October 16th, 2005 12:36 PM
This thread puzzles me. First, you have someone using auto login and the word "secure" in the same sentence. Baaad.
Next, you have someone using the term "admin" auto login, which suggests that a local admin account may be used to auto login a user. Then you have the question asked about how to lockdown the host and make it more secure. Even if he is logging in AD user accounts, there are tons of issues with doing so.
I'm left puzzled. Why the hell would you use autologin in the first place? This means that *anyone* can boot that machine and have at your network. Let's not forget the very basic need of accountability. How will you know who did something if you're auto logging in clients?
This leads me to the simple answer to all of this. Fire the IT dept and hire someone capable of setting up and securing a domain properly. If you do this, end users will not be able to bypass anything. The answer seems overly simple to me.
Our scars have the power to remind us that our past was real. -- Hannibal Lecter.
Talent is God given. Be humble. Fame is man-given. Be grateful. Conceit is self-given.
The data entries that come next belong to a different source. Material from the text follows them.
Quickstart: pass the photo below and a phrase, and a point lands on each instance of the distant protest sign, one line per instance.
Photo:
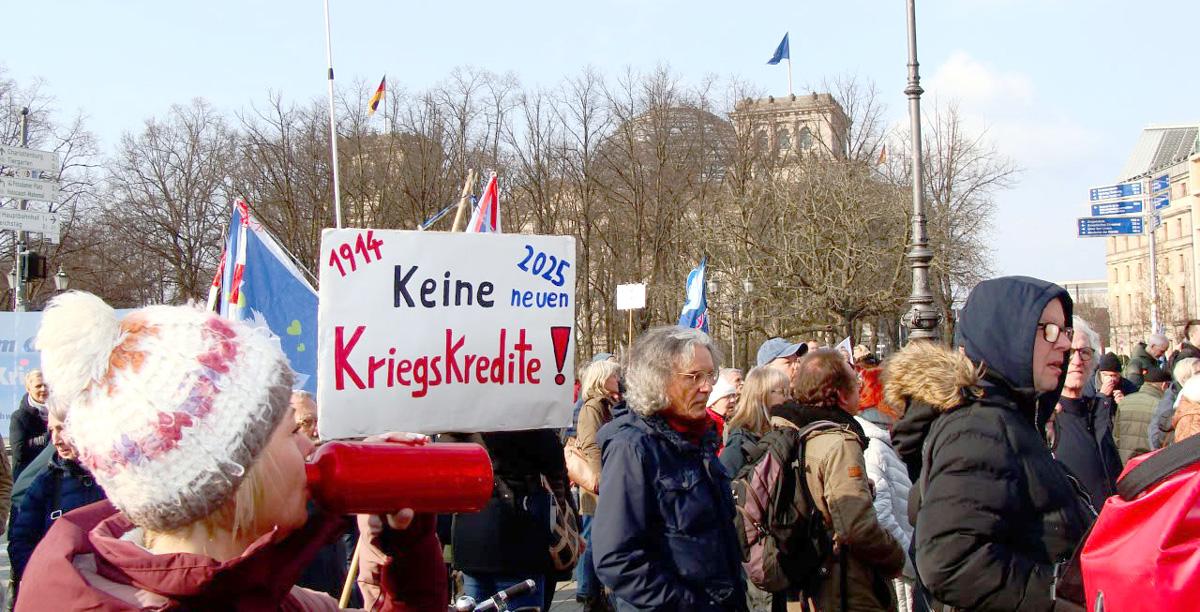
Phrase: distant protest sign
(444, 333)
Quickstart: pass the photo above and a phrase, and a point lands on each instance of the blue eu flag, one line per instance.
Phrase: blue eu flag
(695, 309)
(781, 52)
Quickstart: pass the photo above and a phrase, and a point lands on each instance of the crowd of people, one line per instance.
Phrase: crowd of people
(159, 462)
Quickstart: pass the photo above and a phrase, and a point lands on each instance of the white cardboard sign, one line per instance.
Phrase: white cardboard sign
(432, 333)
(630, 297)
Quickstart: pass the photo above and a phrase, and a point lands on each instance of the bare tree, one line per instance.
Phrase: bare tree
(171, 193)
Be careful. -- John Wooden
October 16th, 2005 04:02 PM
Agreed, autologin through the registry leaves the password of the account in question in plain text...not a good thing.
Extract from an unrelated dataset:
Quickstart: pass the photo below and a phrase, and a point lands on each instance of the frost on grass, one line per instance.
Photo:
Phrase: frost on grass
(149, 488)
If you are trying to lock down apps, i recommend using active directory on the domain and setting a group policy that ONLY allows the execution of specific program you decide to allow.
I have seen windows 2000 achines that had wireless cards auto login, and the network was not detected before the network credentials were sent, this leaves you with a logged in cached account with no policies in place, someone could fireup regedit grab the password and be on there way.
(kr5kernel at hotmail dot com)
Linux: Making Penguins Cool Since 1994.